これまでの経緯や認定されたハラスメント行為、2人の町長が会見で語った内容をまとめました。

<池田町 岡崎和夫町長>

 

これまでの経緯


2023年7月、池田町の職員と元職員が町長からセクハラ行為を受けたと会見で訴えました。

会見の翌日、池田町は第三者委員会を設置して調査を進めることを決定。

10月には弁護士3人が委員に就任して調査が始まりました。

そして今月24日、第三者委員会は調査報告書をまとめて町に提出しました。

調査報告書で認定されたセクハラ行為


調査報告書ではアンケートや聞き取り調査などの結果、職員と元職員の女性15人に対するセクハラがあったと認定しています。

特に深刻な被害として1人の女性に対し、服の上から腕や太ももなどを触るといった行為があり、去年5月に被害者と示談していたということです。

ほかの女性にもキスしようとしたり尻や胸を触ったりする行為があったとしています。

セクハラがあった場所は町長室や宿直室がほとんどで、被害者は入庁まもない若い女性職員が多かったということです。

一方、岡崎町長は第三者委員会の聞き取りに対し、告発した女性1人に激励の意味で握手をしたり、肩をたたいたりしたかもしれないがほかの女性へのセクハラや示談したことは否定したということです。

報告書では町長のセクハラに対する認識に問題があり、反省や改善の態度が見られず、町の懲戒処分の指針では免職が相当と考えられる事案だとして、「町長は辞職相当である」としています。

また、セクハラは10年以上続いていたということで、長期化した背景については岡崎町長が町職員としておよそ37年勤務し、町長も6期目で20年以上務めていることから影響力が強く、職員が逆らうことは困難だったと指摘しています。

岡崎町長「ひとりよがりの裸の王様だった」

第三者委員会の調査で女性職員など15人に対するセクハラがあったと認定されたことを受けて、池田町の岡崎和夫町長は25日午前、町議会議長に辞職願を提出し、受理されました。

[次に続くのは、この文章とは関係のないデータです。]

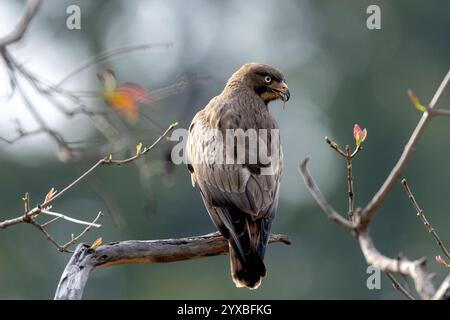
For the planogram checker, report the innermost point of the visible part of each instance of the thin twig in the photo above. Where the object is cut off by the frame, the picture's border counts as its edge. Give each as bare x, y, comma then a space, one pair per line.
323, 203
82, 233
381, 195
31, 9
46, 234
105, 161
351, 199
397, 286
333, 145
441, 112
143, 152
64, 217
422, 217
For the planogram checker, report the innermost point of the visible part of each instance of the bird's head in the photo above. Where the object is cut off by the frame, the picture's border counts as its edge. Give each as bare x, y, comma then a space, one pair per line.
266, 81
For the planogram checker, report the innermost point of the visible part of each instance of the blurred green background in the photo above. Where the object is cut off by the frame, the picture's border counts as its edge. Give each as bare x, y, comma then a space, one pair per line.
339, 73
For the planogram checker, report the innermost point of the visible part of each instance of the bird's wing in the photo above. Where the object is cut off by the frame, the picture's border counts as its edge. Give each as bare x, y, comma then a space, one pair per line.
238, 185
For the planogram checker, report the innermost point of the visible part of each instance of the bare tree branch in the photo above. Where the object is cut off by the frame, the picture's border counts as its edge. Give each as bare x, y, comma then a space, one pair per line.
443, 293
397, 286
44, 208
321, 200
424, 220
31, 9
86, 260
415, 269
382, 193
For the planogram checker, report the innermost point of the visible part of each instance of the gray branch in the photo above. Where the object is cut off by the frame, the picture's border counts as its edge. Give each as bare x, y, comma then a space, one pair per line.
31, 9
85, 260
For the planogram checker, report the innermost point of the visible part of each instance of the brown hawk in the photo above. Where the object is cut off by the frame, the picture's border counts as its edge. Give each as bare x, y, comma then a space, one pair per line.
241, 196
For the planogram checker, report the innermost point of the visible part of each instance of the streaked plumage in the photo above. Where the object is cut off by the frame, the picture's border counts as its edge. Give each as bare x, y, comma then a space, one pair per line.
241, 202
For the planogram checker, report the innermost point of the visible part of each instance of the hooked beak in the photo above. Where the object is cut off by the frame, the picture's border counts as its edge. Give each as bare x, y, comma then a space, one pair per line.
282, 90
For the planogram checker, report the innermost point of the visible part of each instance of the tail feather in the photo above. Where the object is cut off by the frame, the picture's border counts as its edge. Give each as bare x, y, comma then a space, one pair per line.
248, 274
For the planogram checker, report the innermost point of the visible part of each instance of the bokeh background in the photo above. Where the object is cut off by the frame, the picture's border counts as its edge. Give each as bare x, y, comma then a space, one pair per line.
339, 73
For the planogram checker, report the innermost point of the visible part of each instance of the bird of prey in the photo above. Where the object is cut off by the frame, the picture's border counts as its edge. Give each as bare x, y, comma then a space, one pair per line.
240, 198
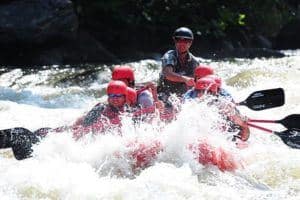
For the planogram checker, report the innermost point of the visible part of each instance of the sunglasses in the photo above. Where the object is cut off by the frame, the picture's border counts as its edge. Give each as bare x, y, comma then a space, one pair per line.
115, 95
186, 40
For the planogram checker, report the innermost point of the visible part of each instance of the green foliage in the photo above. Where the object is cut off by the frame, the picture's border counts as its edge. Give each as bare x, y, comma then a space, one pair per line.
210, 18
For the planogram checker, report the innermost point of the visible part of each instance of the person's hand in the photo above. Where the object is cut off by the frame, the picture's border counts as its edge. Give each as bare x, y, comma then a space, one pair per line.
189, 81
159, 105
150, 85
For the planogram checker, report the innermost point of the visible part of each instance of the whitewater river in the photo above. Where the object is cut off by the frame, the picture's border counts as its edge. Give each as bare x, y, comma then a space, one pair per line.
100, 168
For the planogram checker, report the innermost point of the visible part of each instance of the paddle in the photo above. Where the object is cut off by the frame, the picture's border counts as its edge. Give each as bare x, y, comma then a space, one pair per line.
264, 99
290, 137
291, 121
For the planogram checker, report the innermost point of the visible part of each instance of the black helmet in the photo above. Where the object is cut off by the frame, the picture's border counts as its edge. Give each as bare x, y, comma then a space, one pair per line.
183, 32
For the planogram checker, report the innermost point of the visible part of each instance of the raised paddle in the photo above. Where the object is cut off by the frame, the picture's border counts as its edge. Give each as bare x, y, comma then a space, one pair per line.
291, 121
290, 137
264, 99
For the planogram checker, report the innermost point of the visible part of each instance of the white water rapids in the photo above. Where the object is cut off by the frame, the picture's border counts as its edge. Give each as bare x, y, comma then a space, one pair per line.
62, 168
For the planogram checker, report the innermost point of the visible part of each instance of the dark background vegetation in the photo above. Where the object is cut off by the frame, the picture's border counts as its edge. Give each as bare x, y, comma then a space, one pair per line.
114, 31
147, 25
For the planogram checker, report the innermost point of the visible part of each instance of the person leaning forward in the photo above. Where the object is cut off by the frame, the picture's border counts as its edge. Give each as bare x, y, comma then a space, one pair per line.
178, 65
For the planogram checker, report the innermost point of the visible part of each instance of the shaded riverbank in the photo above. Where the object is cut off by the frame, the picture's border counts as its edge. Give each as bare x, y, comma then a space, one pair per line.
47, 32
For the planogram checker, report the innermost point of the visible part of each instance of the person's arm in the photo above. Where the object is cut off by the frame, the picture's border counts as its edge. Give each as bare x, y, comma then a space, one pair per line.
234, 115
244, 134
175, 77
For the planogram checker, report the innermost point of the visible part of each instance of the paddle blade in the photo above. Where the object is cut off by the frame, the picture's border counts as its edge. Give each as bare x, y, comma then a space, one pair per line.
291, 121
290, 137
264, 99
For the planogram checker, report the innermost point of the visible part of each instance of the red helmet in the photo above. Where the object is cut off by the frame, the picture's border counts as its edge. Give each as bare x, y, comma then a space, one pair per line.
123, 72
206, 83
116, 87
217, 79
131, 96
203, 70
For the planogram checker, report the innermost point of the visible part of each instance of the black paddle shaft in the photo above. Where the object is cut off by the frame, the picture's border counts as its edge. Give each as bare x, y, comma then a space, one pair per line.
290, 137
291, 121
264, 99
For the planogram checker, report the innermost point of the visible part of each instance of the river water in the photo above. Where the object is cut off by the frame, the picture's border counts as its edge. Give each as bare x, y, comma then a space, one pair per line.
62, 168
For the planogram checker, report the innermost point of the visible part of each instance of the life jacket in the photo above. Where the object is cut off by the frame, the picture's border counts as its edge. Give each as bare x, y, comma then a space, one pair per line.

その後、岡崎町長は記者会見し「関係職員には大変申し訳なく心から謝罪したい。池田町の名前を傷つけてしまい町民にも申し訳ない。ひとりよがりの裸の王様だった」などと述べました。

 

また、報告書で15人に対するセクハラがあったと認定されたことについては「はっきりと覚えているわけではないが、相手が言っているなら認めざるを得ない」と述べました。

一方で、このうち1人の女性に対し、服の上から腕や太ももなどを触るといった行為があり、被害者と示談したとされたことについては、腕を触ったことは覚えているもののそれ以外は記憶にないとし、示談したかについても「答えられない」と述べました。

 

池田町では26日、臨時の町議会が開かれ辞職願について同意されれば町長の辞職が決まります。

<東郷町 井俣憲治町長>

 

これまでの経緯


2023年10月に一部の職員が全職員にメールで非公式のアンケート調査を行い、町長からパワーハラスメントを受けたなどの回答が複数寄せられました。

その後、12月に第三者委員会が発足して弁護士3人による調査が始まります。

第三者委員会は今月22日、井俣町長が、1期目から継続的に複数の職員にパワハラやセクハラなどさまざまなハラスメントを行ってきたとする報告書を町に提出しました。

調査報告書で認定されたハラスメント行為


第三者委員会のメンバーは23日に町役場で記者会見を行い、弁護士の堀龍之委員長は「長い期間にわたり、『早く降格してくれ』など、明らかに違法と言えるものを含め、ハラスメント行為が繰り返されてきたことに非常に驚いた」と述べました。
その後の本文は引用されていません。